Matthew 17:19–20 CSB
19 Then the disciples approached Jesus privately and said, “Why couldn’t we drive it out?”
20 “Because of your little faith,” he told them. “For truly I tell you, if you have faith the size of a mustard seed, you will tell this mountain, ‘Move from here to there,’ and it will move. Nothing will be impossible for you.”
III. Praying with a strong faith.
• After the folks dispersed, the disciples approached Jesus in private to ask Him why they could not drive out the demon.
• Jesus tells them it was a faith issue.
• In Mark 9:29 Jesus tells them:
Mark 9:29 CSB
And he told them, “This kind can come out by nothing but prayer.”
• When you combine these thoughts, you can see they did not have enough faith even to pray. Jesus always prayed to the Lord.
• Faith plays a vital part in prayer.
• In Mark’s gospel, Jesus talks to the father before the healing.
Mark 9:23–24 CSB
Jesus said to him, “ ‘If you can’? Everything is possible for the one who believes.”
Immediately the father of the boy cried out, “I do believe; help my unbelief!”
• The disciples fail to pray.
› It’s a problem that hasn’t disappeared. “It is a strange thing,” writes Christian Wiman, “how sometimes merely to talk honestly of God, even if it is only to articulate our feelings of inadequacy and confusion, can bring peace to our spirits.
› You thought you were unhappy because this or that is off in your relationship, this or that was wrong in your job, but the reality is that your sadness stemmed from your aversion to, your stalwart avoidance, of God. … You cannot work on the structure of your life if the ground of your being is unsure.”
› (Christian Wiman, “Hive of Nerves,” American Scholar, June 1, 2010, https://theamericanscholar.org/hive-of-nerves/#.Xg15BRdKhME).
• The disciples failed to pray, but we need not do the same. Engaged in diligent attention to that “ground of being,” we’ll find our own power to trust and thrive will grow as we cultivate our relationship to God through his Son Jesus Christ.
• It may be that they had become infatuated with previous successes and had forgotten the true source of their power.
• Or, possibly the absence of Jesus, coupled with the seriousness of the boy’s condition, caused them to doubt their ability to remedy the situation.
• Whatever the exact reason for their “little faith,” their focus was more on themselves than on the God who could empower them.
› Jesus insists that if they possessed even a small amount of genuine faith that truly trusted in God, they would have access to unlimited resources through the power of God.
› Jesus’ proverbial and hyperbolic illustration of faith the size of a mustard seed commanding mountains to be removed, drives home the enormous potentiality of faith.
CONCLUSION
• What situation is keeping you from exercising your faith?

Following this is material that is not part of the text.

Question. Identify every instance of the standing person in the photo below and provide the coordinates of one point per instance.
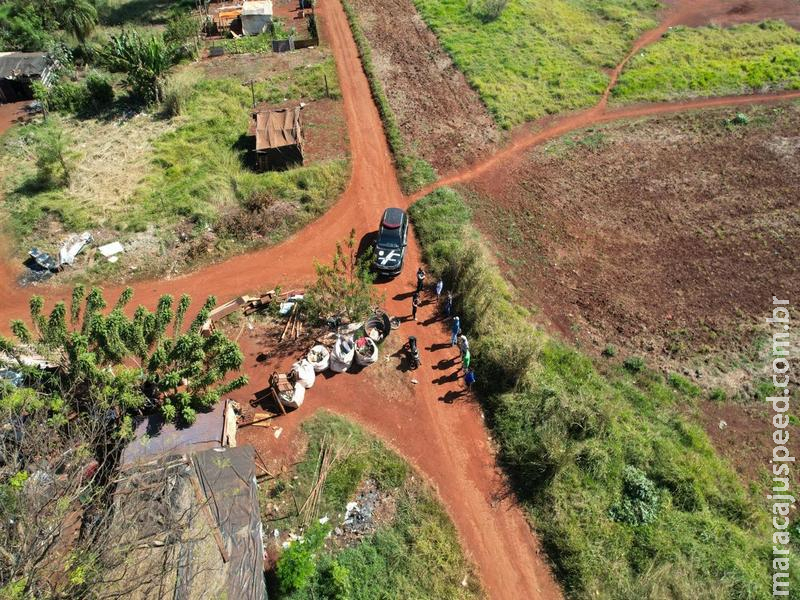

• What is happening in your life that is bigger than your faith? It the situation that you no longer are willing to pray about.
• Maybe you are failing to exorcise the demons from your life because you do not have faith that God can cast them out.
› Application Point: Prayer demonstrates a relationship of practical trust in Jesus’s power to accomplish more than we might ever imagine.
• Whichever demons, whatever situation has you defeated, take it to the Lord in faith in prayer!